Foxy Digitalis Interview
Marginals unfolds through the patient architecture of memory itself. Laderas’s cello traces these elegiac territories like careful cartography, sometimes drawing precise lines of sorrow, other times mapping vast territories of reflection that seem to hold entire histories within their borders. The compositions breathe with generative processes that introduce elements of chance: moments where the predetermined dissolves into something more organic, more alive to possibility. There’s a tenderness here that feels almost unbearable at times, as if each note carries the weight of all those unnamed casualties, all those stories that risk being reduced to statistics. This is music that doesn’t so much console as it acknowledges, allowing grief to exist in all its complexity without demanding resolution.
Portland Mercury
The OO-Ray / Amulets / Derek Hunter Wilson / Patricia Wolf For fans of Alex Zhang Hungtai, Labradford, Stars of the Lid
Portland-based cellist and ambient musician Ted Laderas, AKA The OO-Ray, is releasing his new album Marginals this Friday, August 15, with an accompanying release show at NEPO favorite Dream House. The album’s four available tracks are in turn chillingly sparse and megalithically maximalist, much like the disaster-fixation Laderas is trying to exorcize from himself with these songs. Marginals is being released on Portland record label Beacon Sound, with the release party’s lineup featuring OO-Ray label mates and friends. Patricia Wolf tone-sets before and between the live music, with Beacon Sound providing the post-performance sounds. All show and DJ proceeds will be donated to UndocuPDX.
A Pessimist Is Never Disappointed
Musician Ted Laderas uses his new record as The OO-Ray to process grief and loss. The pieces on Marginals are concise ruminations on those concepts, and gently experimental explorations of sound. What’s here is both austere and full of emotion.
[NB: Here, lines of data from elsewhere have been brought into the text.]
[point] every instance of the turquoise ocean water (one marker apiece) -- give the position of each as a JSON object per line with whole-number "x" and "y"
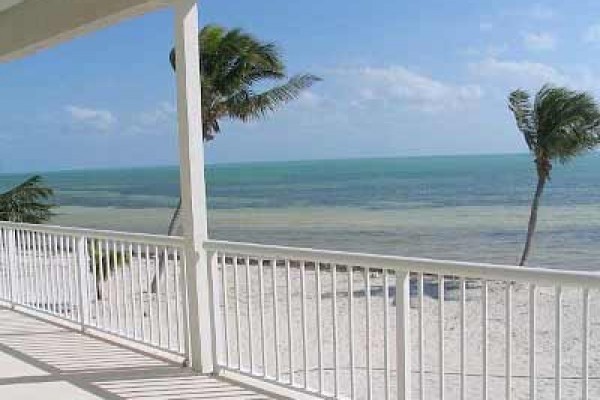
{"x": 471, "y": 208}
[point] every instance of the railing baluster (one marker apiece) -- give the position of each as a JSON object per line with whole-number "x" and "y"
{"x": 403, "y": 360}
{"x": 304, "y": 327}
{"x": 103, "y": 278}
{"x": 249, "y": 311}
{"x": 508, "y": 362}
{"x": 168, "y": 295}
{"x": 463, "y": 339}
{"x": 276, "y": 323}
{"x": 82, "y": 271}
{"x": 158, "y": 296}
{"x": 420, "y": 284}
{"x": 30, "y": 281}
{"x": 134, "y": 314}
{"x": 237, "y": 313}
{"x": 290, "y": 326}
{"x": 140, "y": 286}
{"x": 441, "y": 295}
{"x": 484, "y": 322}
{"x": 386, "y": 340}
{"x": 47, "y": 275}
{"x": 150, "y": 295}
{"x": 66, "y": 278}
{"x": 585, "y": 346}
{"x": 336, "y": 367}
{"x": 557, "y": 344}
{"x": 117, "y": 269}
{"x": 351, "y": 328}
{"x": 110, "y": 285}
{"x": 319, "y": 326}
{"x": 226, "y": 308}
{"x": 261, "y": 294}
{"x": 368, "y": 331}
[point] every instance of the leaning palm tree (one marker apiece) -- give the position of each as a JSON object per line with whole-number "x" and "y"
{"x": 103, "y": 262}
{"x": 560, "y": 125}
{"x": 27, "y": 202}
{"x": 235, "y": 66}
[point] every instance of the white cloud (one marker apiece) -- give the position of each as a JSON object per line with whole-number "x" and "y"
{"x": 522, "y": 73}
{"x": 164, "y": 112}
{"x": 539, "y": 41}
{"x": 541, "y": 12}
{"x": 485, "y": 26}
{"x": 416, "y": 91}
{"x": 101, "y": 120}
{"x": 592, "y": 34}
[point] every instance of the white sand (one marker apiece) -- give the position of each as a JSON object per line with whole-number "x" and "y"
{"x": 545, "y": 334}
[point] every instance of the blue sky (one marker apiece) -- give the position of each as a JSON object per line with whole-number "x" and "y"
{"x": 400, "y": 78}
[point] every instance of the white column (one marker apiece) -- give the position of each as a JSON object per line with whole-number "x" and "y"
{"x": 193, "y": 191}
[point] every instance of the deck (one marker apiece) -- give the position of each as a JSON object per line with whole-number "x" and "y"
{"x": 42, "y": 360}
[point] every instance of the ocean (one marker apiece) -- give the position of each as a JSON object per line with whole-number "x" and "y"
{"x": 470, "y": 208}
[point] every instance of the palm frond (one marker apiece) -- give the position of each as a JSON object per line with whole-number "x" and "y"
{"x": 246, "y": 106}
{"x": 233, "y": 63}
{"x": 27, "y": 202}
{"x": 520, "y": 104}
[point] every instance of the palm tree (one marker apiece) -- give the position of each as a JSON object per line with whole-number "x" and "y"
{"x": 27, "y": 202}
{"x": 560, "y": 125}
{"x": 103, "y": 262}
{"x": 235, "y": 66}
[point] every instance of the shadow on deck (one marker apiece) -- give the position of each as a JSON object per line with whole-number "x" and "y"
{"x": 41, "y": 360}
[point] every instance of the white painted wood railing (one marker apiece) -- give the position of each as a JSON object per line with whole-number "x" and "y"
{"x": 341, "y": 325}
{"x": 99, "y": 279}
{"x": 333, "y": 324}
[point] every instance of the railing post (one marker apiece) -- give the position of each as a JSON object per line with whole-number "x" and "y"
{"x": 82, "y": 273}
{"x": 403, "y": 334}
{"x": 193, "y": 190}
{"x": 11, "y": 258}
{"x": 215, "y": 315}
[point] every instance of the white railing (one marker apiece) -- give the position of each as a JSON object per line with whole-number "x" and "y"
{"x": 99, "y": 279}
{"x": 341, "y": 325}
{"x": 333, "y": 324}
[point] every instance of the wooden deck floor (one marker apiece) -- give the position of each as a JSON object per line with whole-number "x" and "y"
{"x": 41, "y": 360}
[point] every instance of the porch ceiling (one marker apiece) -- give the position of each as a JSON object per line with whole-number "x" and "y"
{"x": 27, "y": 26}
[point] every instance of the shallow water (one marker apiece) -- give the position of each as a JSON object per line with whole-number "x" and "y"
{"x": 471, "y": 208}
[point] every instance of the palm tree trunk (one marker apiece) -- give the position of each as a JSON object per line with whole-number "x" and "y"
{"x": 533, "y": 219}
{"x": 162, "y": 261}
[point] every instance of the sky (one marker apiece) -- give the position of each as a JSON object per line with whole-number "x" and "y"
{"x": 400, "y": 78}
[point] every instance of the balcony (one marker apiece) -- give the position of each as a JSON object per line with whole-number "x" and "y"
{"x": 291, "y": 322}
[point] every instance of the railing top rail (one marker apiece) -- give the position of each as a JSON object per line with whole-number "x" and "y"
{"x": 160, "y": 240}
{"x": 541, "y": 276}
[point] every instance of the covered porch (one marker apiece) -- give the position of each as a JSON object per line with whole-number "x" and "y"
{"x": 81, "y": 319}
{"x": 43, "y": 360}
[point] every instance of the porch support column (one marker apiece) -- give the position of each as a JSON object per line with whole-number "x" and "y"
{"x": 193, "y": 190}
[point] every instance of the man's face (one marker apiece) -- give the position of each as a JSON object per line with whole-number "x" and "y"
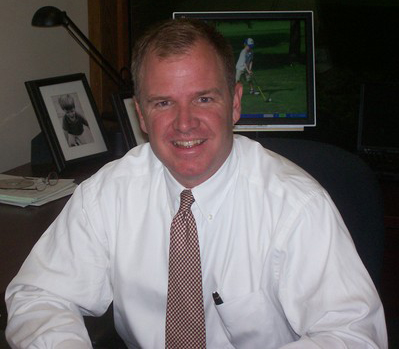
{"x": 188, "y": 112}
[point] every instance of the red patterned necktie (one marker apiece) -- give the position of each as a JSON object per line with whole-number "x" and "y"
{"x": 185, "y": 315}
On opener “Floe”, the cellist pierces the silence with a string figure, hints of electronics accentuate the track, while on the stark “163”, the samples and electronic textures dominate. The sound is glacial in more ways than one, but the faint variations in the melodic pattern at the back of the track is what keeps things moving towards some distant horizon. It’s stunning, and almost reminiscent of material from Fripp and Eno in decades past. Elsewhere, the gorgeous “Tunguska” seems positively lush in comparison to other parts of the musical journey here, while “Vajont” earns comparison to Ryuichi Sakamoto’s soundtrack work.
An intensely personal album, Marginals stands apart from lots of what I’ve heard lately. It’s simple, direct, and moving in an odd way. By integrating the electronic parts of his art with the cello playing, Ted Laderas is able to make a music all his own here as The OO-Ray. Highly recommended.
Disquiet (Marc Weidenbaum)
Ted Laderas, aka the OO-Ray, is back — or will be soon — with the forthcoming solo album Marginals, on the great Beacon Sound label. It’s due out August 15, 2025. Laderas plays solo cello with an array of electronic accompaniment and processing. Two tracks are up for pre-release listening. Especially recommended is “Harrow,” which has a quiet pulse and thick layers of playing.